Decisions concerning whether an individual is a candidate for treatment must not be based on age, race, disability, income, or other nonclinical factors, but on an individualized clinical assessment of the patient and their circumstances using the best available objective medical evidence.

Coordinated emergency and crisis planning

Policymakers should collaborate to identify, develop, fund, and implement timely, effective response plans for national, state, and local public health crises. These plans should be designed to adequately protect the health and welfare of vulnerable populations such as older adults and people with disabilities during a public health crisis (see also Disaster Planning and Recovery).

Governments should develop strategies designed to meet the health care needs of people affected by declared emergencies. Such strategies should, at a minimum, finance health care for the uninsured for a reasonable period of time. They should ensure the availability and accessibility of needed services and equipment.

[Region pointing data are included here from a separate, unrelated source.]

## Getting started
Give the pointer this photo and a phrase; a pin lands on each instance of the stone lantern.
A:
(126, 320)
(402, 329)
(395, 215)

Policymakers should create and implement a national response plan for national public health emergencies. The plan should include acquiring and distributing necessary equipment and supplies. Federal and state governments should work cooperatively to address the emergency and avoid unnecessary competition for goods (see also Price-Gouging and Product-Hoarding).

Communicable diseases

Health care providers and individuals should be educated about behavioral risk factors for contracting and spreading serious communicable diseases. These include diseases such as tuberculosis, hepatitis, HIV/AIDS, and COVID-19. Health providers should recognize the importance of taking sexual histories and discussing HIV/STD prevention with patients age 50 and older. Programs should teach all individuals who know or have reason to believe that they may be infected to protect others from infection. They should advise those whom they know to be at risk to seek testing. The outcome of such tests must be confidential, consistent with public health responsibilities, and subject to the requirements of confidentiality standards.

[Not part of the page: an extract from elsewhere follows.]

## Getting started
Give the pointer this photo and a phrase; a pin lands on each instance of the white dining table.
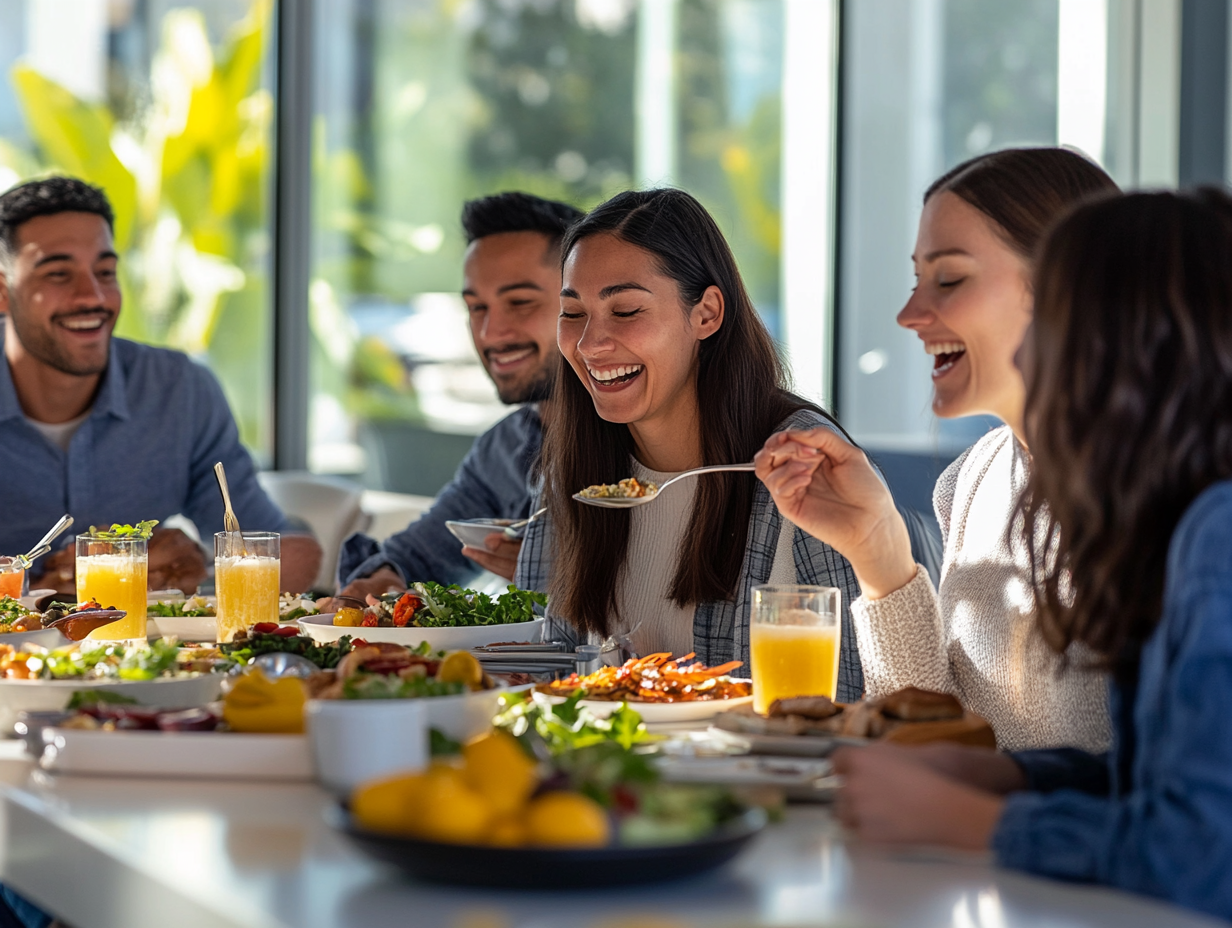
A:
(145, 853)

Health care providers, businesses, schools, organizations, and individuals should ensure that they are educated about behavioral risk factors for contracting and spreading serious communicable diseases.

Vaccines

All levels of government should:

  • direct sufficient financial and technological resources toward the timely development and manufacture of safe, effective, and affordable vaccines;
  • during vaccine shortages, federal and state governments should develop transparent, nondiscriminatory, evidence-based guidelines for vaccine allocation that maximize overall public health and protect those at highest risk of harm;
  • provide funding to ensure that key public- and private-sector health care personnel are adequately prepared to respond to public health crises relevant to their areas of practice.
  • federal and state governments should adopt policies that ensure that vaccines have appropriate clinical evidence of safety and efficacy, are allocated equitably, and are widely available; and
  • public officials and other stakeholders should employ targeted, evidence-based outreach strategies to build public trust and help individuals make informed decisions about FDA-approved vaccines.

During vaccine shortages, federal and state governments should not adopt policies that allocate vaccines solely on the basis of age.